Lors des échanges et discussions autour de l’équipe nationale, il y a toujours un moment où quelqu’un aborde un sujet qui entraîne d’interminables polémiques : pourquoi on réussit au football et on échoue ailleurs ? Pourquoi on est parmi les dix meilleures équipes au monde dans ce sport alors qu’on est dans le dernier tiers des classements dans les domaines de l’éducation et de la santé ? Est-ce que c’est une question de moyens ou de volonté ? Évidemment, ces questions sont absurdes. Il n’existe aucune corrélation entre l’excellence d’un pays dans un sport et le niveau de son système éducatif ou sa puissance économique, sinon la Finlande, la Chine ou le Qatar devraient être multiples champions du monde. Pourtant, la question contient une part de logique, du moins en ce qui concerne notre pays.
Au Maroc, le football n’est pas un sport ordinaire, avec une sélection nationale et des équipes locales qui jouent pour distraire les spectateurs, représenter dignement leur patrie et remporter éventuellement des trophées et des championnats. Le football, dans le royaume, est une politique publique à part, réfléchie, structurée et dotée de moyens conséquents pour réaliser des objectifs fixés d’avance et qui évoluent progressivement. Cette politique publique fonctionne pour différentes raisons.

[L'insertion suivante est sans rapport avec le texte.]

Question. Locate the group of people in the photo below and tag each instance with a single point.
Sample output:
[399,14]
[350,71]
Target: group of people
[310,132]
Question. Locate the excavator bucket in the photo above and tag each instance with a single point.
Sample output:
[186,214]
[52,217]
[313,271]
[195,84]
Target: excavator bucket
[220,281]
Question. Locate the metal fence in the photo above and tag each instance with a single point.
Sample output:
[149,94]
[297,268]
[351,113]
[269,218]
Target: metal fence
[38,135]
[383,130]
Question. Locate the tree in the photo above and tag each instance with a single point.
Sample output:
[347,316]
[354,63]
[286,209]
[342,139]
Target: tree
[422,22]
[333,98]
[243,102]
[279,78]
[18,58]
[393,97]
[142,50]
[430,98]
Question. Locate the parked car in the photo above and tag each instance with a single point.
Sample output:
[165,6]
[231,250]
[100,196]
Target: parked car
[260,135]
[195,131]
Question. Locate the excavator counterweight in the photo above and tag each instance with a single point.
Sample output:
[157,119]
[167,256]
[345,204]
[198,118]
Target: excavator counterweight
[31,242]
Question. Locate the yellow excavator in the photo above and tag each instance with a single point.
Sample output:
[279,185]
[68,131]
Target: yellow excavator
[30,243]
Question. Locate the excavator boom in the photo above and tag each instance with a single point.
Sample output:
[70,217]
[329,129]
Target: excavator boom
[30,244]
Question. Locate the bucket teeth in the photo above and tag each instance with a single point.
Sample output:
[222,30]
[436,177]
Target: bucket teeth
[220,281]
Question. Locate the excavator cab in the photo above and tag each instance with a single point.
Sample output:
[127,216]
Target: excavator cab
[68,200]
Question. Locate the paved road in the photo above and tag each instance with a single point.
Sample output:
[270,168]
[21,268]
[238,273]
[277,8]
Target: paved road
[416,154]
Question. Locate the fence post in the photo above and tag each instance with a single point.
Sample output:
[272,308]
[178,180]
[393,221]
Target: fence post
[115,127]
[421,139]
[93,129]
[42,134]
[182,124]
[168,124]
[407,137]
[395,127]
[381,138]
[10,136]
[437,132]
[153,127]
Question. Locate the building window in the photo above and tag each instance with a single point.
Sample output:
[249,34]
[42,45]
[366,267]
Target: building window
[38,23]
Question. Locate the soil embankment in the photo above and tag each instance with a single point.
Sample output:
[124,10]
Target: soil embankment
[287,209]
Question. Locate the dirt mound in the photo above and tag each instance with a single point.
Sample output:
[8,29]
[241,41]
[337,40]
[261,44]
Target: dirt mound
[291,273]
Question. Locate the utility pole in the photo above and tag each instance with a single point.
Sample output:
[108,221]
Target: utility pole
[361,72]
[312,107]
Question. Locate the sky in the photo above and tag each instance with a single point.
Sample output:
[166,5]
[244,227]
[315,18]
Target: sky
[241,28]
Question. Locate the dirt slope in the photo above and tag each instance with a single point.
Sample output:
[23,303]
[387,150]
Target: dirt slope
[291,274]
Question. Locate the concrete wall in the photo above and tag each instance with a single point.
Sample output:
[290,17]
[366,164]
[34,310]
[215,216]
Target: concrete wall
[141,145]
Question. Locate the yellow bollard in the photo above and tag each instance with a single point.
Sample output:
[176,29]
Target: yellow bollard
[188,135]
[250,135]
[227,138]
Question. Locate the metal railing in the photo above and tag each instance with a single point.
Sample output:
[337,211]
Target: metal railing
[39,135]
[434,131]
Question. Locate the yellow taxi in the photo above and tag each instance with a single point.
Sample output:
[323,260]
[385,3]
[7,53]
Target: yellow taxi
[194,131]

D’abord, une volonté royale de hisser le football marocain à des standards internationaux, en termes de formation et d’infrastructures. Ensuite, la mobilisation d’importantes ressources financières et humaines pour réaliser cette feuille de route, comme en témoigne la qualité des structures sportives mises en place pour le football national. Enfin, une continuité dans la gestion de ce sport incarnée par Fouzi Lekjaa, président de la FRMF, avec la réussite que l’on connaît (notamment une demi-finale au Mondial 2022 et une 5e place mondiale FIFA aujourd’hui).
Pour le football, en tant que politique publique, nous avons des ingrédients rationnels et logiques pour réussir : volonté royale et nationale, planification, objectifs sur le long terme, moyens conséquents et un “chef de projet” efficace.
“Si la recette a fonctionné pour le football, c’est parce que tous les ingrédients nécessaires ont été réunis, alors que pour les autres secteurs, il manque régulièrement une ou deux composantes déterminantes”
Pour les autres politiques publiques (enseignement, santé…), les choses sont infiniment plus complexes. Les chantiers sont colossaux et la gestion du changement est beaucoup plus difficile. La recette a fonctionné pour le football parce que tous les ingrédients nécessaires ont été réunis. Pour les autres secteurs, il manque régulièrement une ou deux composantes déterminantes.
L’enseignement par exemple : la volonté existe, les moyens mobilisés sont importants, mais il manque une continuité et une cohérence dans les politiques menées, ainsi qu’une personnalité forte capable de conduire le changement jusqu’au bout. Il en va de même pour la santé, qui souffre en outre de divergences d’intérêts et de la puissance des lobbys en place. Si on peut faire des champions du monde, on peut faire des citoyens instruits et en bonne santé, question d’ingrédients et d’alignement des composantes nécessaires pour une bonne politique publique.